Wisdom of the Ages: M. B. Cockrill (1897)
Rev. M. B. Cockrill wrote in “The Pentecost Herald” on Wednesday, August 11, 1897:
- When a camp-meeting ceases to save souls it ought to cease to exist.
- A white necktie and spotless shirt front don’t prove that the owner has a pure heart.
- There is a negative and a positive side to Christianity. The positive is what we must do, the negative what we must not do.
- Someone has called attention to the fact that the word “blessed” begins both the Psalms and the Sermon on the Mount.
- If a man is not bearing a clear, ringing testimony to entire sanctification, it is because he is not clearly in the experience.
- A Christian has no right to stand in the way of sinners – no, not so much as by a look or word or act, much less by the whole trend of his life.
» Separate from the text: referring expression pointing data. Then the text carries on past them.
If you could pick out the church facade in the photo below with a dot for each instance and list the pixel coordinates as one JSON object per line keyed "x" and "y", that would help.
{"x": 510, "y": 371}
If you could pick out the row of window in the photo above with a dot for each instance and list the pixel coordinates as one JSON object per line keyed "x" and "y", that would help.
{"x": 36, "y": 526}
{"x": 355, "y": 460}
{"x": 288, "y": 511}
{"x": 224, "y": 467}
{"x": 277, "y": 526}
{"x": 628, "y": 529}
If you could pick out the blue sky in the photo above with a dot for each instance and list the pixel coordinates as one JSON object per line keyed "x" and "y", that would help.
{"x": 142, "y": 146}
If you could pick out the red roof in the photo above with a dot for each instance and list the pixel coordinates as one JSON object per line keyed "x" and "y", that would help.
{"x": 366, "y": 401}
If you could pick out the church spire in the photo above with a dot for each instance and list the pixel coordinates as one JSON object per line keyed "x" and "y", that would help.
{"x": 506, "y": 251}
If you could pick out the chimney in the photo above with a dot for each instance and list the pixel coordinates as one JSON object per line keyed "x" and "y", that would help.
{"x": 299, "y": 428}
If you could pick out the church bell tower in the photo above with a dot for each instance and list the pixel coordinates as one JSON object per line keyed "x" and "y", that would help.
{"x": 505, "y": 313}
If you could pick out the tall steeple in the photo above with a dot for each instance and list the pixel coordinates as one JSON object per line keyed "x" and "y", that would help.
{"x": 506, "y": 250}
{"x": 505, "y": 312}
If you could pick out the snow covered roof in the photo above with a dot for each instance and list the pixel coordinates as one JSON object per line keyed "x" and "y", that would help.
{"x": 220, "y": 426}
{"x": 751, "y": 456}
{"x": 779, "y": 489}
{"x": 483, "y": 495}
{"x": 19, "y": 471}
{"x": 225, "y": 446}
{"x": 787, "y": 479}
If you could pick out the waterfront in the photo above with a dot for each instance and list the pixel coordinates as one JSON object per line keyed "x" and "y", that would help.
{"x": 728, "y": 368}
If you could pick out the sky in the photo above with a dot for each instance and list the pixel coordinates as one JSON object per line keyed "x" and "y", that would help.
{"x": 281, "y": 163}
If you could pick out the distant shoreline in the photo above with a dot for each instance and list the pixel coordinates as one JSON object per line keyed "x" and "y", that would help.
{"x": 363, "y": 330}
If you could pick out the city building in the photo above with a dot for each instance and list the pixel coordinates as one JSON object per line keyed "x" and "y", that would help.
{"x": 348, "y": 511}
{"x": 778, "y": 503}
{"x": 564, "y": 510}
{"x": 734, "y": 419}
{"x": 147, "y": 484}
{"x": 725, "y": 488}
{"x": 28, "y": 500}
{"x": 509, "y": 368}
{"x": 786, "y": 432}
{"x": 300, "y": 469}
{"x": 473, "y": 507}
- Every Christian whose life is not strictly exemplary, is hindering some one from coming to Christ. A blustering testimony and active work in church matters cannot atone for a slack life.
- Wailing in the counsel of the ungodly is positively forbidden in the Word of God. We cannot take the world’s advice, nor can we observe its maxims in business, society or elsewhere, without sin.
- You only swear occasionally, or occasionally smoke a cigar, or occasionally break the Sabbath, or occasionally back-bite your neighbor – it is often the occasional deeds which show most surely the real life.